Over the past few years, researchers at Oak Ridge National Laboratory have been working covertly to develop a piece of software known as a microgrid orchestrator. This software allows several solar-powered microgrids to communicate with one another, share power, and balance loads in a manner similar to how a conductor oversees an orchestra. The team is currently in the last stages of hardware testing before implementing the tool in Adjuntas, where two community-owned microgrids will soon provide solar power even when the rest of the island goes dark. The Department of Energy funded the project with almost $4 million back in 2020.
It is worthwhile to consider the significance of Adjuntas. After Hurricane Maria devastated Puerto Rico in 2017, the town was without power for six months. For six months. Imagine operating a home, a clinic, or a pharmacy without grid power for six months. This is not some theoretical policy discussion taking place in a conference room in Washington.
When Hurricane Fiona struck in 2022, a smaller microgrid that was already in place at Casa Pueblo, the local community organization that collaborated with the Honnold Foundation on the project, kept the lights on for nine days in a row while much of the island lost power once more. Nine days is not insignificant. It’s the kind of information that causes you to reevaluate what “backup power” actually means.

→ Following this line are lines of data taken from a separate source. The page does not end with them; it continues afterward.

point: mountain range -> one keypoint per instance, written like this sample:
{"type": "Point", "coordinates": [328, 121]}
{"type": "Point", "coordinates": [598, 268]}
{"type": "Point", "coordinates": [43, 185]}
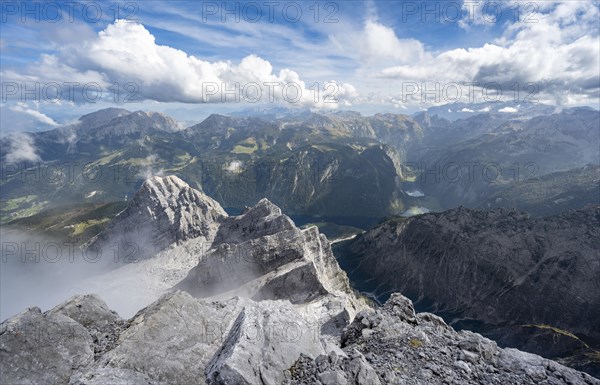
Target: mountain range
{"type": "Point", "coordinates": [244, 299]}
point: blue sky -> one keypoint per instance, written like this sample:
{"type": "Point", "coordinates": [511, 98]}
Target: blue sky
{"type": "Point", "coordinates": [365, 55]}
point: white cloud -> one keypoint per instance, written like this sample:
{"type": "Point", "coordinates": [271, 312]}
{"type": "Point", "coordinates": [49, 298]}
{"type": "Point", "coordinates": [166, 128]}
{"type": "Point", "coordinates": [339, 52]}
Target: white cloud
{"type": "Point", "coordinates": [127, 52]}
{"type": "Point", "coordinates": [21, 148]}
{"type": "Point", "coordinates": [39, 116]}
{"type": "Point", "coordinates": [556, 57]}
{"type": "Point", "coordinates": [381, 43]}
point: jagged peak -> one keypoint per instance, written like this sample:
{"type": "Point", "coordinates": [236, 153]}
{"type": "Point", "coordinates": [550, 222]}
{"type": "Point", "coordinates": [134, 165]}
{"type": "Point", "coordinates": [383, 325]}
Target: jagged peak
{"type": "Point", "coordinates": [265, 208]}
{"type": "Point", "coordinates": [164, 185]}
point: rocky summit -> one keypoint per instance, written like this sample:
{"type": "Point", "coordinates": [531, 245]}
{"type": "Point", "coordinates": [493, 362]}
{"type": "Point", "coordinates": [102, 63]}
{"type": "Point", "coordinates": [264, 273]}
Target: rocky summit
{"type": "Point", "coordinates": [247, 299]}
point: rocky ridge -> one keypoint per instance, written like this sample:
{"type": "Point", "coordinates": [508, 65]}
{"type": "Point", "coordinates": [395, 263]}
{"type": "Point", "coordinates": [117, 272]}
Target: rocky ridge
{"type": "Point", "coordinates": [261, 302]}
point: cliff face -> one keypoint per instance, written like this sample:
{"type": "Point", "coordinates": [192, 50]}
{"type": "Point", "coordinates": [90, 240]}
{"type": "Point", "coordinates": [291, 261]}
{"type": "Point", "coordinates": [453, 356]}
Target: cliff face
{"type": "Point", "coordinates": [259, 300]}
{"type": "Point", "coordinates": [393, 345]}
{"type": "Point", "coordinates": [498, 267]}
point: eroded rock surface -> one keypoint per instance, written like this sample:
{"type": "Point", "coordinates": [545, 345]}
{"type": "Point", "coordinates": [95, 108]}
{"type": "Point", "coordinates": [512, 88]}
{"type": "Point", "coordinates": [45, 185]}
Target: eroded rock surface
{"type": "Point", "coordinates": [393, 345]}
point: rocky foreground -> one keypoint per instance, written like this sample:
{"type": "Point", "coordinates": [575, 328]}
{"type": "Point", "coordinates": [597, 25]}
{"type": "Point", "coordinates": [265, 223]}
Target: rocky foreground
{"type": "Point", "coordinates": [533, 283]}
{"type": "Point", "coordinates": [249, 299]}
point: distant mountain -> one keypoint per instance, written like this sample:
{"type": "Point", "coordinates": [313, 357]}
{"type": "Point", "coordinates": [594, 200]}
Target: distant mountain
{"type": "Point", "coordinates": [551, 194]}
{"type": "Point", "coordinates": [305, 164]}
{"type": "Point", "coordinates": [470, 172]}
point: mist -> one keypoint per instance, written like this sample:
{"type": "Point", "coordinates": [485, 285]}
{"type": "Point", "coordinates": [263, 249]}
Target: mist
{"type": "Point", "coordinates": [41, 271]}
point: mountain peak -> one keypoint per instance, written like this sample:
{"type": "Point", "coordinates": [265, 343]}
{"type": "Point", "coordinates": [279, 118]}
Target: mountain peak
{"type": "Point", "coordinates": [165, 211]}
{"type": "Point", "coordinates": [102, 117]}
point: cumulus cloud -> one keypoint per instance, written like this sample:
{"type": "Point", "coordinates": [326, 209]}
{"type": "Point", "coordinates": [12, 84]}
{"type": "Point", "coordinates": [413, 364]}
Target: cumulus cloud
{"type": "Point", "coordinates": [127, 53]}
{"type": "Point", "coordinates": [555, 58]}
{"type": "Point", "coordinates": [39, 116]}
{"type": "Point", "coordinates": [380, 42]}
{"type": "Point", "coordinates": [21, 148]}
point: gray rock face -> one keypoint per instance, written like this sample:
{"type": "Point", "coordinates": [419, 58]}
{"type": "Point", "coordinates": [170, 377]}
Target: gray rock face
{"type": "Point", "coordinates": [265, 336]}
{"type": "Point", "coordinates": [261, 254]}
{"type": "Point", "coordinates": [273, 299]}
{"type": "Point", "coordinates": [37, 348]}
{"type": "Point", "coordinates": [498, 266]}
{"type": "Point", "coordinates": [393, 345]}
{"type": "Point", "coordinates": [172, 340]}
{"type": "Point", "coordinates": [165, 211]}
{"type": "Point", "coordinates": [103, 324]}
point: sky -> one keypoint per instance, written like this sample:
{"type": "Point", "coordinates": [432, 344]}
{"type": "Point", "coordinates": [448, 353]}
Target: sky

As you stroll down Adjuntas’ main street, you’ll notice solar panels on the roof of Lucy’s Pizza, a regular pizzeria that is now connected to a microgrid that serves fourteen nearby companies that have committed to offering emergency services following a storm. That is almost endearing—a pizzeria turning into an essential piece of infrastructure. It’s the kind of information that never appears in a press release but reveals more about resilience than any chart could.
The actual functions of the orchestrator software are perhaps more significant but less obvious. By allowing multiple microgrids to work together and share solar power and battery storage over a small network, the tool lessens the need for diesel generators, which are costly, noisy, and polluting to keep running in an emergency. It remains to be seen if this method scales smoothly to larger, messier grids elsewhere. Adjuntas may have been an exceptionally forgiving testing ground due to Puerto Rico’s geography and close-knit community structure.
The concept of microgrids is not new. There are currently over 10 gigawatts of installed microgrid capacity in the United States, distributed among military installations, college campuses, hospitals, and a few notable community projects. In Chicago’s Bronzeville neighborhood, ComEd constructed a utility-run microgrid that powers over a thousand homes; in California’s Blue Lake Rancheria, a tribal nation operates its own solar-and-battery system; and, strangely enough, on Alcatraz Island, solar panels and batteries subtly replaced diesel generators that used to generate nearly half of the park’s electricity emissions. The hardware isn’t what makes Adjuntas unique. It’s the networking.
Those who keep a close eye on this area believe that the next significant change in the nation’s perspective on resilience may come from connecting microgrids rather than constructing them as isolated, one-off projects. Texas seems to be heading in that direction, even though the 2021 winter blackouts have left scars. So is California, for reasons related to wildfires that anyone who has followed the news there is sadly familiar with by now.
It’s difficult to ignore how unglamorous the actual technology is—software controlling power flows between solar arrays and battery banks, nothing ostentatious, nothing you’d see in an eye-catching keynote presentation. However, while everyone else is distracted, unglamorous things have a tendency to subtly alter infrastructure. What happens in Adjuntas during the next severe storm season will likely determine whether this specific tool becomes the model for the rest of the nation or just one excellent concept among many vying for attention and funding.